The Securities and Exchange Commission has delayed making decisions on whether to allow the trading of altcoin spot ETFs giving investors exposure to Dogecoin and XRP.
Wall Street’s biggest regulator said Tuesday that it would wait until mid-June to decide next steps for Bitwise’s proposed Dogecoin ETF and Franklin Templeton’s potential XRP product.
Asset managers are now trying their luck to get an altcoin ETF listed following the success of the Bitcoin ETFs approved last year. And President Trump’s new crypto-friendly administration has asset managers more hopeful than before.
Bitwise, Franklin Templeton, Grayscale, 21Shares, CoinShares, and Canary Capital are among the firms that have filed paperwork to get new crypto ETFs—based on assets such as Solana, Litecoin, and Cardano—approved.

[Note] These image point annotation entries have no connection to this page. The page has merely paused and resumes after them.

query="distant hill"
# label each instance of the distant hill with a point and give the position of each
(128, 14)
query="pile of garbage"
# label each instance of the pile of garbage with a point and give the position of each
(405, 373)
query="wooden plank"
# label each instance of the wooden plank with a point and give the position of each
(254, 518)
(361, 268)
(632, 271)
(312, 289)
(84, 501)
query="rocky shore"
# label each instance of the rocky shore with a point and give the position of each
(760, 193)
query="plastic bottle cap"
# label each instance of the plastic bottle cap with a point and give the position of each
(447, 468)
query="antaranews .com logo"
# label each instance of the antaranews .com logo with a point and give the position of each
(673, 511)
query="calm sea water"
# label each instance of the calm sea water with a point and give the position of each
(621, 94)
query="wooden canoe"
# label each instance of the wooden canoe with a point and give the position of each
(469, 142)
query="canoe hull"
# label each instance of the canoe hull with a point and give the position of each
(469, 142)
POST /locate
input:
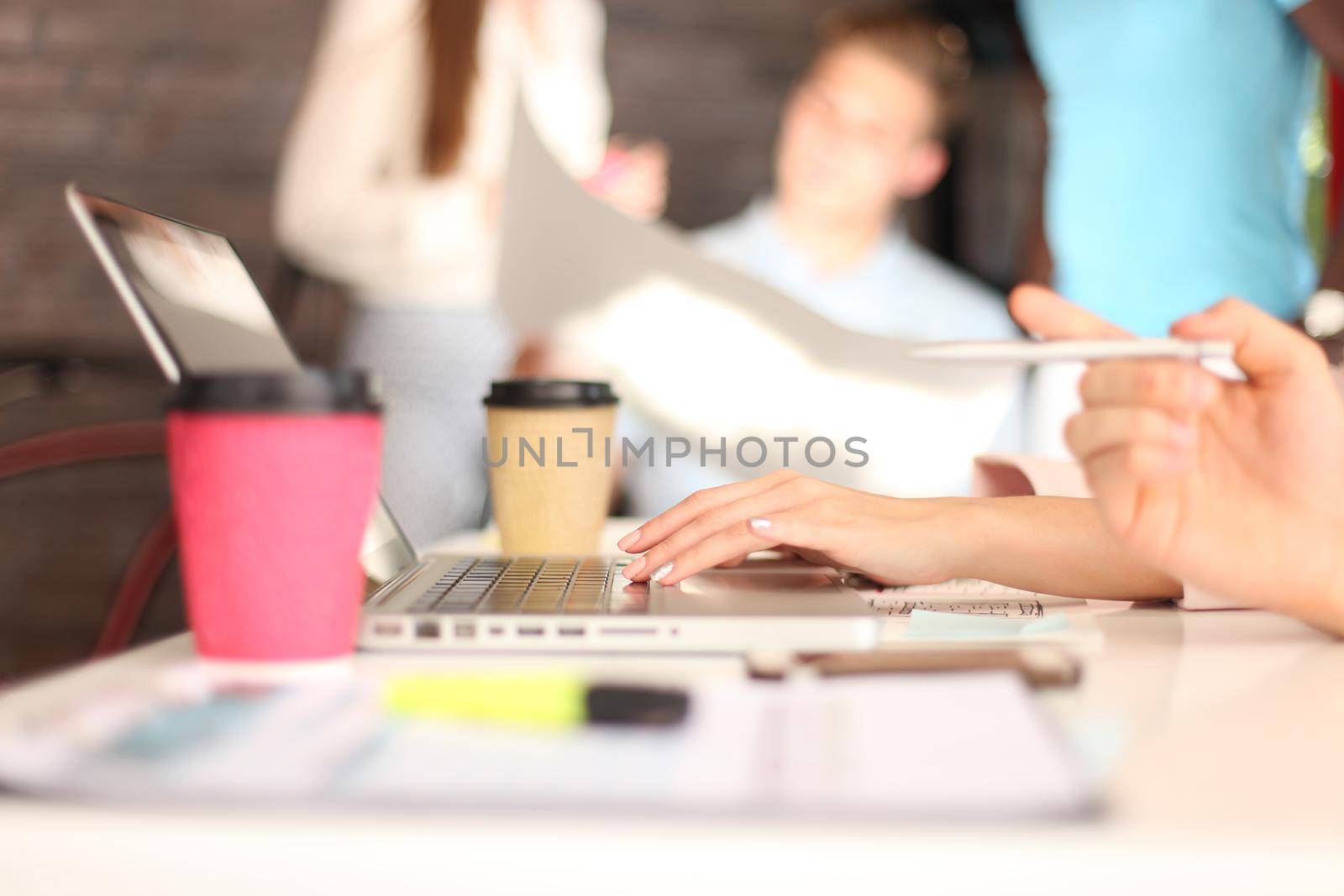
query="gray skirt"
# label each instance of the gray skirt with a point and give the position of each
(434, 367)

The SEC frequently pushes back when making decisions on proposed products like ETFs—or exchange-traded funds—which trade on stock exchanges and allow investors to buy shares tracking a particular security or commodity.
Dogecoin and XRP both run on their own blockchains and are popular with traders: DOGE is the eighth-biggest cryptocurrency by market cap, while XRP is the fourth-largest. And both assets are in the top 10 most traded cryptocurrencies over a 24-hour period.
But despite their popularity, it isn’t clear whether ETFs giving investors exposure to such products will be successful: Investment vehicles built around Ethereum, the second biggest coin, were approved last year and have not experienced the same level of trading action as their Bitcoin counterparts.